Antineoplastic Agent, Anthracycline; Antineoplastic Agent, Antibiotic

As a component of adjuvant therapy following primary resection of primary breast cancer in patients with evidence of axillary node tumor involvement

D

Epirubicin is mutagenic and carcinogenic. If a pregnant woman is treated with epirubicin, or if a woman becomes pregnant while receiving this drug, she should be informed of the potential hazard to the fetus. Women of childbearing potential should be advised to avoid becoming pregnant. Excretion in human breast milk is unknown, however other anthracyclines are excreted. Breast-feeding is contraindicated.

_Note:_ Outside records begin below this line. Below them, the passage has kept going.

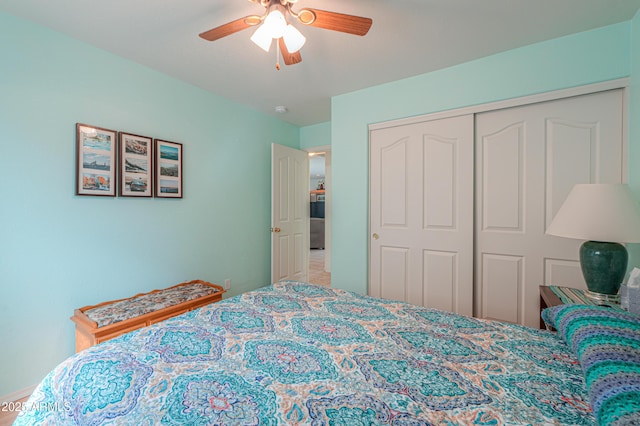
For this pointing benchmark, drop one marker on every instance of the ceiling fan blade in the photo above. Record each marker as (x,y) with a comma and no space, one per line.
(230,28)
(335,21)
(289,58)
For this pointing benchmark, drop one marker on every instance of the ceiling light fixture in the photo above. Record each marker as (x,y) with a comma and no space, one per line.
(275,26)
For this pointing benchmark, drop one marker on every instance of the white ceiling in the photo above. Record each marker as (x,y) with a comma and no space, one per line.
(408,37)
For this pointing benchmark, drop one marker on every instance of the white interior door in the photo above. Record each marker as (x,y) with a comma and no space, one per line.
(527,160)
(289,213)
(421,207)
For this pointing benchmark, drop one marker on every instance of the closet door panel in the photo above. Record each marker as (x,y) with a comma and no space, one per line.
(557,144)
(421,204)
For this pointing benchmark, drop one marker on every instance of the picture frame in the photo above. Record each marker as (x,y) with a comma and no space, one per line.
(96,150)
(136,165)
(168,169)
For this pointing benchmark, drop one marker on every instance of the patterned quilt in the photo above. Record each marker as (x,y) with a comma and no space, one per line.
(294,353)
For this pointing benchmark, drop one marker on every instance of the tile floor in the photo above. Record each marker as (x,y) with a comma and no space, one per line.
(317,275)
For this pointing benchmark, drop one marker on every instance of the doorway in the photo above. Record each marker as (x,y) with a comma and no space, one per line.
(319,217)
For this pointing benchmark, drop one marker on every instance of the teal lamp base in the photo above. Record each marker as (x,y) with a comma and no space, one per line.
(604,266)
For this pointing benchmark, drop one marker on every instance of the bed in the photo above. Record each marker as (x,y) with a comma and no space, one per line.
(296,353)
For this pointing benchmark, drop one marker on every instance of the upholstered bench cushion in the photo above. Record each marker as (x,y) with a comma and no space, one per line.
(145,303)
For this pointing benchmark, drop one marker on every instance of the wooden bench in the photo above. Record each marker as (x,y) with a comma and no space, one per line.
(99,323)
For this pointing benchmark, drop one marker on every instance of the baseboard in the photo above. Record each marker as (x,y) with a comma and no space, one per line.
(17,395)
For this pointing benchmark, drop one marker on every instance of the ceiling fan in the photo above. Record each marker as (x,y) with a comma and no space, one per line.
(273,24)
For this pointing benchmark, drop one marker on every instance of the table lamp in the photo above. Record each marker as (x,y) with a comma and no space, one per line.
(605,215)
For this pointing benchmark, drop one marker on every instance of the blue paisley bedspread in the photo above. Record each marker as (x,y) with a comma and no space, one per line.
(294,353)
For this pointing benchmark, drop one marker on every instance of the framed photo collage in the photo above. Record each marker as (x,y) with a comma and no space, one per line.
(111,163)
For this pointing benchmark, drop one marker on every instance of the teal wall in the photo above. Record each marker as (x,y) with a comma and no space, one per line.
(59,251)
(634,127)
(575,60)
(315,135)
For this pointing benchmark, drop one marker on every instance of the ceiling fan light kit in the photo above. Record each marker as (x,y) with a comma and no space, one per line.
(273,24)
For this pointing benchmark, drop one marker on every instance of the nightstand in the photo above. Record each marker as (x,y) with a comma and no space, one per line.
(555,295)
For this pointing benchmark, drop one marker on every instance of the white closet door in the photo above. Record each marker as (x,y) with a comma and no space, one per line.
(527,160)
(421,206)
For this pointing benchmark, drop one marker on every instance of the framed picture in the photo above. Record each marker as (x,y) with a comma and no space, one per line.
(168,167)
(136,160)
(95,160)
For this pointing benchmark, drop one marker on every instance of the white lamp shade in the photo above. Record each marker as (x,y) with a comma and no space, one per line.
(262,38)
(293,39)
(598,212)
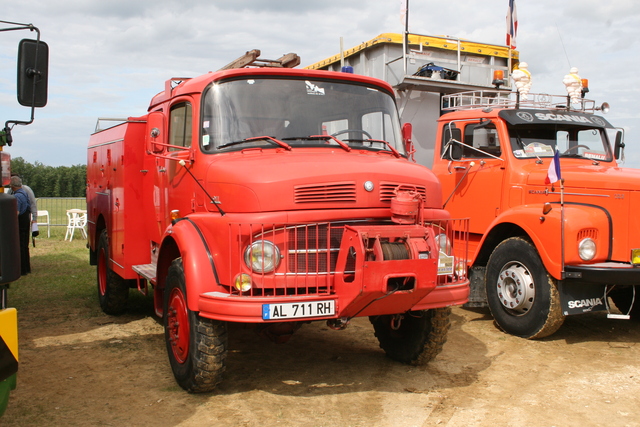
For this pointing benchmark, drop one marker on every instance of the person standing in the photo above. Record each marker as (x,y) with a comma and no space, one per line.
(24,222)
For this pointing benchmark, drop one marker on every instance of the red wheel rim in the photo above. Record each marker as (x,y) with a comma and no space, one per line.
(178,325)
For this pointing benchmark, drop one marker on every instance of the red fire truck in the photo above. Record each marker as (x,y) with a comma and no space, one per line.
(272,196)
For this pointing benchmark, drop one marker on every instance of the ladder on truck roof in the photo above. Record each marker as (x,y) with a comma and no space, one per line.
(250,59)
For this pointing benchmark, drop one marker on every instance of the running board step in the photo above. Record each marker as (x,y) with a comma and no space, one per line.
(148,271)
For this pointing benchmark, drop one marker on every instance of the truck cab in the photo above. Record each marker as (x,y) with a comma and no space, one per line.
(550,231)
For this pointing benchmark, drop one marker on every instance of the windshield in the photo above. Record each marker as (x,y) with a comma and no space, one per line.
(297,112)
(570,141)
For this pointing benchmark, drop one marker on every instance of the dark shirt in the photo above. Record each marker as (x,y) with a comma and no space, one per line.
(23,201)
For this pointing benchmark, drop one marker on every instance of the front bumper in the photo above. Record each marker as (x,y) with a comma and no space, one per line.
(606,273)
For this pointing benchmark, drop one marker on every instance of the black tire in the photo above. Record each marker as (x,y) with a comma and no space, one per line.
(416,338)
(197,346)
(113,290)
(522,296)
(623,297)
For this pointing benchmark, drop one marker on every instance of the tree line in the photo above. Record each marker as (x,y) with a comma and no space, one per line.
(49,181)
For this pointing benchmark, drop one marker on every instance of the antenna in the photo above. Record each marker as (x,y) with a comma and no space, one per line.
(562,43)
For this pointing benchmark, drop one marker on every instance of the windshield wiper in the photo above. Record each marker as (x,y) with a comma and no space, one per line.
(257,138)
(330,137)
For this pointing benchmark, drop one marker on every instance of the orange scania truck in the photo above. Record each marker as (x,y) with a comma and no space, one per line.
(540,249)
(273,196)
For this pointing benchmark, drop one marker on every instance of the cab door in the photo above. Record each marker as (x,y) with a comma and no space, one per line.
(472,178)
(180,187)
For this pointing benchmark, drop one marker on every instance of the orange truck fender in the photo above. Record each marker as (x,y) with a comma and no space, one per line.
(544,231)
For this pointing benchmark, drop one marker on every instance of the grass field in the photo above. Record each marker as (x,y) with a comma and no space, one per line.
(61,279)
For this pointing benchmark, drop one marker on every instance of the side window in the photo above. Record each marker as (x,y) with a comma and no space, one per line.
(484,141)
(180,126)
(334,126)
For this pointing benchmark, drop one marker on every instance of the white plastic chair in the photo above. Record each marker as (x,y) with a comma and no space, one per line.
(77,219)
(47,222)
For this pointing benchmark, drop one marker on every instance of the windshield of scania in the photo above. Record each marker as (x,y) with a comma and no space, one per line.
(573,135)
(272,112)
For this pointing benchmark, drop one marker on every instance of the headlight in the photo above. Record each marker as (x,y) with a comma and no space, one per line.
(444,244)
(587,249)
(262,256)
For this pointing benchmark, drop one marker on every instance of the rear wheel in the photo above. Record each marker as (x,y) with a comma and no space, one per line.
(113,290)
(414,337)
(197,346)
(522,296)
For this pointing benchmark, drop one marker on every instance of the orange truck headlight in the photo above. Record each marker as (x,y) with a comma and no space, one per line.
(587,249)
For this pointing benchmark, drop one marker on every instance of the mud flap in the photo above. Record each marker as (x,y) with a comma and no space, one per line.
(578,298)
(478,290)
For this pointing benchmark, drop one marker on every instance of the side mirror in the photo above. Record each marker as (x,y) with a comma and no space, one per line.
(33,73)
(155,132)
(619,144)
(407,132)
(453,149)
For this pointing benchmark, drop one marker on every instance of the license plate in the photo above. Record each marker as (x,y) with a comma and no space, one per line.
(298,310)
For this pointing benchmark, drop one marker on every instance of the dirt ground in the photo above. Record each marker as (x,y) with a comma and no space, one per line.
(113,371)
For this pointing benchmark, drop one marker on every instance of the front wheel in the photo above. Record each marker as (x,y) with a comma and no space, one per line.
(522,297)
(113,290)
(414,337)
(197,346)
(627,299)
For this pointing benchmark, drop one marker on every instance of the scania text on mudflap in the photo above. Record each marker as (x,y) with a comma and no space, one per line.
(539,250)
(272,196)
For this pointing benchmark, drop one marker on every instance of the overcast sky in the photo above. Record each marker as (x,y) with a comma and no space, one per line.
(108,58)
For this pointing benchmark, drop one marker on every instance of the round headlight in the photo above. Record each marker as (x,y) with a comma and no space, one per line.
(262,256)
(587,249)
(444,244)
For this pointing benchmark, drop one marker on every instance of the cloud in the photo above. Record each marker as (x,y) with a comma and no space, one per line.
(110,58)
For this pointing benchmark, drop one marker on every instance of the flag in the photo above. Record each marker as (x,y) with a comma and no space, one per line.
(553,174)
(512,24)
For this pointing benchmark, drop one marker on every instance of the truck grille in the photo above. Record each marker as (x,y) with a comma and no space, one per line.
(330,192)
(388,190)
(308,252)
(313,248)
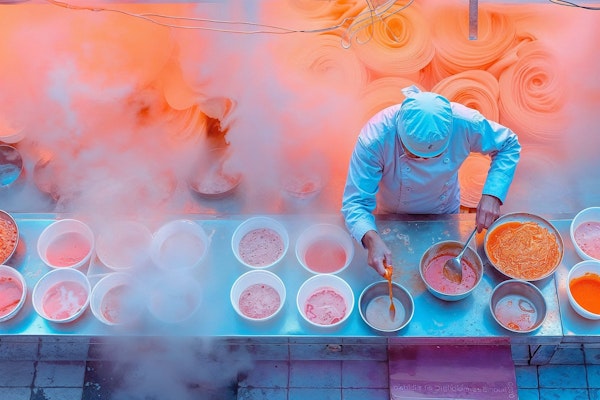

Hypersensitivity to epirubicin, other anthracyclines, or anthracenediones; baseline neutrophil count <1500 cells/mm³; severe myocardial insufficiency; recent myocardial infarction; previous treatment with anthracyclines up to the maximum cumulative dose; severe hepatic dysfunction

Should be administered only under the supervision of a physician experienced in the use of chemotherapy. The U.S. Food and Drug Administration (FDA) currently recommends that procedures for proper handling and disposal of antineoplastic agents be considered. The primary toxicity is myelosuppression, especially of the granulocytic series, with less marked effects on platelets and erythroid series.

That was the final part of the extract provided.